A Úrsula le dio un vuelco el estómago. Temía no volver a ver a su hermana, pero le apuraba mucho más tener que afrontar ella sola las deudas. Esa misma tarde, doña Monsi anunció que el ascensor quedaría cerrado para siempre y que estaba negociando contratar a un porteador para el traslado de vecinos arriba y abajo del edificio.
-Pero qué locura es esta. ¿Un porteador? Ni que esto fuera el Himalaya -protestó la Padilla, que temía otro recibo más ese mes.

-Pues a mí me gusta la idea de ir sobre la espalda de un tipo cachas -comentó María Victoria, enfundada en unos "leggins" de color tortuga mal alimentada.
Como es habitual, la presidenta pasó de las opiniones vecinales. Al día siguiente, cuando oímos los gritos de Carmela, temimos que algo le hubiera pasado a las mellizas.
-Ay, mi madre. Esto no puede ser verdad.
-¿Dónde están las niñas? ¿Qué les ha pasado? -preguntó asustada la Padilla.
-¿Las niñas? Yo solo veo a un niño. ¡Y qué niño! -dijo, con la mirada clavada en un tipo con más espalda que la que se le quedó a Phelps después del oro en 200 mariposa.
-Me pido ser la "prime" -gritó María Victoria, lanzándose como una garrapata sobre el desconocido.
En menos de un segundo, las dos mujeres acabaron encaramadas al hombre, mientras él daba vueltas como un ventilador tratando de quitárselas de encima.
-Qué vergüenza -comentó la Padilla-. Pelear por un hombre. Basta de tonterías y déjenlo libre, que necesito subir a casa con la compra del súper.
-Pero ¿qué hacen, insensatas? -sonó la voz profunda de doña Monsi desde lo alto de la escalera.
-Están discutiendo porque todas quieren subirse al porteador -soltó Eisi, después de darle un trago al barraquito.
-¿Qué porteador?
-El que usted ha contratado a falta de ascensor -le recordó él.
-Pero ¿qué dices? Ese no llega hasta la próxima semana -aclaró la presidenta, que había salido de su piso armada con el bote de laca en la mano, por si acaso.
-Entonces ¿este quién es? -preguntó María Victoria desde lo alto del hombre armario.
La presidenta destapó el bote de laca y apuntó hacia él.
-No dispare. Yo solo vengo a ver al padre Dalí, que me dio cita a las cinco para confesarme. Lo que no sé yo es si esto también me va a contar como pecado -dijo él con cara de preocupación al ver a las mujeres enganchadas como sanguijuelas a su cuerpo.

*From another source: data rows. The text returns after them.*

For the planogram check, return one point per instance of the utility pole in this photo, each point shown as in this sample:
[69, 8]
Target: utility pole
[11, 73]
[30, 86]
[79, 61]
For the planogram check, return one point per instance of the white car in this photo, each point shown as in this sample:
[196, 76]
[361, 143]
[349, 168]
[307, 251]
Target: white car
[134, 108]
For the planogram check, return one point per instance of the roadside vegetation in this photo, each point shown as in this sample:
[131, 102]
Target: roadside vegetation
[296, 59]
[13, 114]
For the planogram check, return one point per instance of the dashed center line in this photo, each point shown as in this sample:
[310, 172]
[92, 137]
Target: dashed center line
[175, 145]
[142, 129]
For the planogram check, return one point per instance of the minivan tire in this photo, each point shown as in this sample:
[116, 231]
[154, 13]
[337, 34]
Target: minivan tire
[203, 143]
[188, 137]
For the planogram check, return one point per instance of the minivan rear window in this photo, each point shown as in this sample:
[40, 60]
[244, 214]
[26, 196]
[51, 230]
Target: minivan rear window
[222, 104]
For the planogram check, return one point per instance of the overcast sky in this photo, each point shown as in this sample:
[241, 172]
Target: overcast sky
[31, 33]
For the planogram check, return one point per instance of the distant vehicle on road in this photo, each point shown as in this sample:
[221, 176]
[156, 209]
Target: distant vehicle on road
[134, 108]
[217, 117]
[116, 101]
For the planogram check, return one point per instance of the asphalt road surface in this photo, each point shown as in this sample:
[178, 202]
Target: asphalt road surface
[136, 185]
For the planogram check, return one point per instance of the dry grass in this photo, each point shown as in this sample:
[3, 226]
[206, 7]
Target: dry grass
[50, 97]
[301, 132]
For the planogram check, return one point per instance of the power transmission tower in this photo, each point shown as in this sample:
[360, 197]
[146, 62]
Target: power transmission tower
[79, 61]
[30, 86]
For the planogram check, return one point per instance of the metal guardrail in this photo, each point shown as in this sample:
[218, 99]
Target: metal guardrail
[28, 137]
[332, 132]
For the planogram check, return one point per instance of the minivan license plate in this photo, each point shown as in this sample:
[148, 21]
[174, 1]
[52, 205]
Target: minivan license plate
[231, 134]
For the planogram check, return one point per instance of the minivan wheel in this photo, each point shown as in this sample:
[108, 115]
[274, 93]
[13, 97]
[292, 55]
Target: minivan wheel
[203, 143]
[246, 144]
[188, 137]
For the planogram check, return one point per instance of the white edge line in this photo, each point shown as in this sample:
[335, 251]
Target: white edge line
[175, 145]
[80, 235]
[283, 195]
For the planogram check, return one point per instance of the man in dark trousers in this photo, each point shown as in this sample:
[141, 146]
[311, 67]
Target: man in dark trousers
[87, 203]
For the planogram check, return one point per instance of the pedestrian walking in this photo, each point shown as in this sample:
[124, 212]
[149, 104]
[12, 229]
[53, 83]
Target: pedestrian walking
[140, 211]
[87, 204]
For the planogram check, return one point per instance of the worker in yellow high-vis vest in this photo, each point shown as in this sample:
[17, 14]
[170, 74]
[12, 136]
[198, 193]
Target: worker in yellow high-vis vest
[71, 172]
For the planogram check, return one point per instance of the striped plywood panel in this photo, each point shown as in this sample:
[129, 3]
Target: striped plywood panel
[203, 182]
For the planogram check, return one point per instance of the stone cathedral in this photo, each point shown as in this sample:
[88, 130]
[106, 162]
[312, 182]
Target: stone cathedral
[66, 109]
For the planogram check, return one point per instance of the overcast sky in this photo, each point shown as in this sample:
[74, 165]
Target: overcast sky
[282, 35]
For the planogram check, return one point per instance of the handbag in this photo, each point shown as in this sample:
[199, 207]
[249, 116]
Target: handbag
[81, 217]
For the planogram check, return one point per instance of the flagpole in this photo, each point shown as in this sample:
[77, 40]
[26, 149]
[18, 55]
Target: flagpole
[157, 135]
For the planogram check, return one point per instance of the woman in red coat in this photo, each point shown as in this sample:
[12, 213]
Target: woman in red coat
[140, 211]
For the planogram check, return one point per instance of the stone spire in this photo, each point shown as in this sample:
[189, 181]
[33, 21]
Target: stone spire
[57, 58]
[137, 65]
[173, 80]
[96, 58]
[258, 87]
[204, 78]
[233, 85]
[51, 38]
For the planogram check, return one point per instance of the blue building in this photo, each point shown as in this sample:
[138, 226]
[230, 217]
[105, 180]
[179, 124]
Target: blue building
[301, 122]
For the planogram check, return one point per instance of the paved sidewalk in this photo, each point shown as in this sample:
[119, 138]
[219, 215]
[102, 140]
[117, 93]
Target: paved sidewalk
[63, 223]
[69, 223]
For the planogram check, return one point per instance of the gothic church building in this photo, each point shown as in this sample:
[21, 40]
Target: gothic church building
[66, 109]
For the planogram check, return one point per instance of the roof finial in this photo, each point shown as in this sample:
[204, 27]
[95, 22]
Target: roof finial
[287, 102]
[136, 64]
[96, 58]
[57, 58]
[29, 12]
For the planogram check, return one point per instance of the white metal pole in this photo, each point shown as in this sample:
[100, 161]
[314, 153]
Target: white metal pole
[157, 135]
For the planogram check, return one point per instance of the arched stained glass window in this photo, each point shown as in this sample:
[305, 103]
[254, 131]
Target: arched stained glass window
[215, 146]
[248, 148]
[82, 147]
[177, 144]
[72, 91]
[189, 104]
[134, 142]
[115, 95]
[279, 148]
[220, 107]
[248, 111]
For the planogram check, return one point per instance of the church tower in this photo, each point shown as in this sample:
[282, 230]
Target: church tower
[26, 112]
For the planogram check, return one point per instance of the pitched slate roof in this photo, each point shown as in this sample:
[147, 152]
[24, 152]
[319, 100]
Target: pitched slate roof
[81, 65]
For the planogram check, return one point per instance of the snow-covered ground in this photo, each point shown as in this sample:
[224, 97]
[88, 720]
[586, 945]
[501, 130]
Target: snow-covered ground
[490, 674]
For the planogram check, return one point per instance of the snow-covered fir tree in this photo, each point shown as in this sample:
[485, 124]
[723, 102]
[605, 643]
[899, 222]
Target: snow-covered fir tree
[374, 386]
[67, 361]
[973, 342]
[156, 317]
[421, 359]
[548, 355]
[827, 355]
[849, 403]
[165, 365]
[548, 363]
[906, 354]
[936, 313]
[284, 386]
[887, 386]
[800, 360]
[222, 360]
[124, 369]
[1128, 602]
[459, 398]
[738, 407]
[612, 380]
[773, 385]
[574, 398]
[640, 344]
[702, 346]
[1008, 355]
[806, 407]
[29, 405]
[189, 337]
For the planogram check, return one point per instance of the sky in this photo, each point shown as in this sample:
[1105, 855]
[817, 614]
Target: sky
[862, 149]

-Oye, que si me subes y me bajas de la azotea cinco veces yo misma te redimo de tus pecados -le susurró Carmela.
Cuando Eisi se terminó el barraquito, ayudó al tipo y logró despegarlas. Sin perder un segundo, el hombre salió corriendo a casa del cura a confesarse.
Desde ese tarde, Carmela y la Padilla no se mueven del portal a la espera de la llegada inminente del verdadero porteador. Y yo llevo tres días cuidando de las mellizas.